- The Department of Justice flipped its stance on arbitration clauses last week, filing an amicus brief that favors employers and defends the legality of such clauses, Politico reports.
- The case at hand, NLRB v. Murphy Oil, is one of multiple cases being brought before the Supreme Court concerning arbitration. Employers began including arbitration clauses in worker contracts in an effort to reduce the incidence of class action suits.
- The switch by the DOJ is not a common occurrence, and it signals intense, continued interest from the Trump administration to pare back Obama-era regulations.
Arbitration clauses may yet survive SCOTUS. On top of the loss of a major ally in the DOJ, opponents to the agreements will also have to contend with new Supreme Court Justice Neil Gorsuch, who has previously supported their legality.
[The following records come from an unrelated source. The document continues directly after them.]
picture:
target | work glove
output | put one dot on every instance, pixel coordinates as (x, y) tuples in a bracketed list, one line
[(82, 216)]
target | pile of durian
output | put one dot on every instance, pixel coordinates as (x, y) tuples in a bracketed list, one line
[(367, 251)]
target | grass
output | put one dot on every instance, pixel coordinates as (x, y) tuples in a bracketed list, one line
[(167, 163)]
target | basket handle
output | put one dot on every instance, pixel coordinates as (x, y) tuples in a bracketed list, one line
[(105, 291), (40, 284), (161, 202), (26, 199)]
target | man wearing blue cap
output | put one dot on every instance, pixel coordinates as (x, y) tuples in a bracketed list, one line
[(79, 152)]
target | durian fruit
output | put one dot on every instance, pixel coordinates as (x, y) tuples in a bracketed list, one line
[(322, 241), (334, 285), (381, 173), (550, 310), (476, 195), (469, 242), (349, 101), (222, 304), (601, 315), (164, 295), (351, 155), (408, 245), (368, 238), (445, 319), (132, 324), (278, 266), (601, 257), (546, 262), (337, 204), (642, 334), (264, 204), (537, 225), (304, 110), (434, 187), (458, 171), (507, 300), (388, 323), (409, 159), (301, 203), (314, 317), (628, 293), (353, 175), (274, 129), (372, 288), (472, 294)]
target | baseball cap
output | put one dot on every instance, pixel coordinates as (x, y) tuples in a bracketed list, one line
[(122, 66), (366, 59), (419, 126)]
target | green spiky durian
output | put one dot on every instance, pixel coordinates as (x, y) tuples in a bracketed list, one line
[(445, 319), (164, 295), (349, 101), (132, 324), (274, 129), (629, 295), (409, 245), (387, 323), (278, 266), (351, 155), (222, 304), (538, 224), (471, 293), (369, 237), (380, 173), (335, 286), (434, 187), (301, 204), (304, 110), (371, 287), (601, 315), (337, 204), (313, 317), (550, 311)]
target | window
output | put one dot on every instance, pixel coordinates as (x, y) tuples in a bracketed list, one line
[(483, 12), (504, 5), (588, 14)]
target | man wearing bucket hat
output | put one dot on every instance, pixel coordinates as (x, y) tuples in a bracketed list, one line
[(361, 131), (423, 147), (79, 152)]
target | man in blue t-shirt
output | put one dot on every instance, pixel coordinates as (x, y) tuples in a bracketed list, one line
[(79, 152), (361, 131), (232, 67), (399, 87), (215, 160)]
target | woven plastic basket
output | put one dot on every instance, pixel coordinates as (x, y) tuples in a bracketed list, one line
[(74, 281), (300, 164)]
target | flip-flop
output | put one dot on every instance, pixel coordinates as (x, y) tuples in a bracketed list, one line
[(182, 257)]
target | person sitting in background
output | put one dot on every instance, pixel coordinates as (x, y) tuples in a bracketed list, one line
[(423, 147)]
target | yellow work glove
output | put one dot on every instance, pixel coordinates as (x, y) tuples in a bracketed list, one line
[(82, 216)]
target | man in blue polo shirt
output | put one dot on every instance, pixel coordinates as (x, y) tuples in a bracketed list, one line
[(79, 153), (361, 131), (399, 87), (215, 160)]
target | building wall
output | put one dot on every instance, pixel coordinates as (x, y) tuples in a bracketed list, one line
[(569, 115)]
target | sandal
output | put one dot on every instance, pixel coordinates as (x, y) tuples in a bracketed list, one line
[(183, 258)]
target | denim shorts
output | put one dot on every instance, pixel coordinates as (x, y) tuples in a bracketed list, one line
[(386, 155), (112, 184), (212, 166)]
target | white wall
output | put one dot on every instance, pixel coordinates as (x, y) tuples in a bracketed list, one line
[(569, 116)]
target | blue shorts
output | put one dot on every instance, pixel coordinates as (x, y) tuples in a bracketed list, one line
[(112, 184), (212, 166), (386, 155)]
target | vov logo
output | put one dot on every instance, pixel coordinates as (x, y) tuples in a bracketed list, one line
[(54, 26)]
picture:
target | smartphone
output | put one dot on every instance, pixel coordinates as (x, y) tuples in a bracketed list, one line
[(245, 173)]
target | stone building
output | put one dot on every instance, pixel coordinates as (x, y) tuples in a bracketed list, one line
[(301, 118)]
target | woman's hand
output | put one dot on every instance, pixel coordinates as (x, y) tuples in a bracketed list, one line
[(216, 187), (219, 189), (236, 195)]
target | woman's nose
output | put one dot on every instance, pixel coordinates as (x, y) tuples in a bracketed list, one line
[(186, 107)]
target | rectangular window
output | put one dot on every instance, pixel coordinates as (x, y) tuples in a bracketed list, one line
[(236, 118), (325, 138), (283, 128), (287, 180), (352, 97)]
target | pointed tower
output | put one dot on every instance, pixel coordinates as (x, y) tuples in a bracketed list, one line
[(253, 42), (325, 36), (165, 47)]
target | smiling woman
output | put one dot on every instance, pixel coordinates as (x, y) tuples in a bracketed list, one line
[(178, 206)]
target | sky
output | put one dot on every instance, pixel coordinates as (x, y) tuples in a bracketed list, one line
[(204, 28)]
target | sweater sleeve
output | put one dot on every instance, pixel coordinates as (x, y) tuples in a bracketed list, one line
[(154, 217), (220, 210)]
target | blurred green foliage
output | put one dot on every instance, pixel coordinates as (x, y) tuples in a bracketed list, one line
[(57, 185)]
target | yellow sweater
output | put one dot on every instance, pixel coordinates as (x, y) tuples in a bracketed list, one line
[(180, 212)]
As mentioned, these clauses have sprung up as a form of protection for employers against large-scale class actions suits. They became the focus of media attention when it was revealed that smaller startups, like WeWork and (at the time) Uber, also used them.
AT&T in 2011 won their case at the Supreme Court level, which said the agreements were legal under the Federal Arbitration Act. But recently, federal courts have complicated the issue. The 9th U.S. Circuit Court of Appeals, for example, sided with the NLRB against Ernst & Young last August, determining that EY's contract clause denied employees the right to seek class action litigation.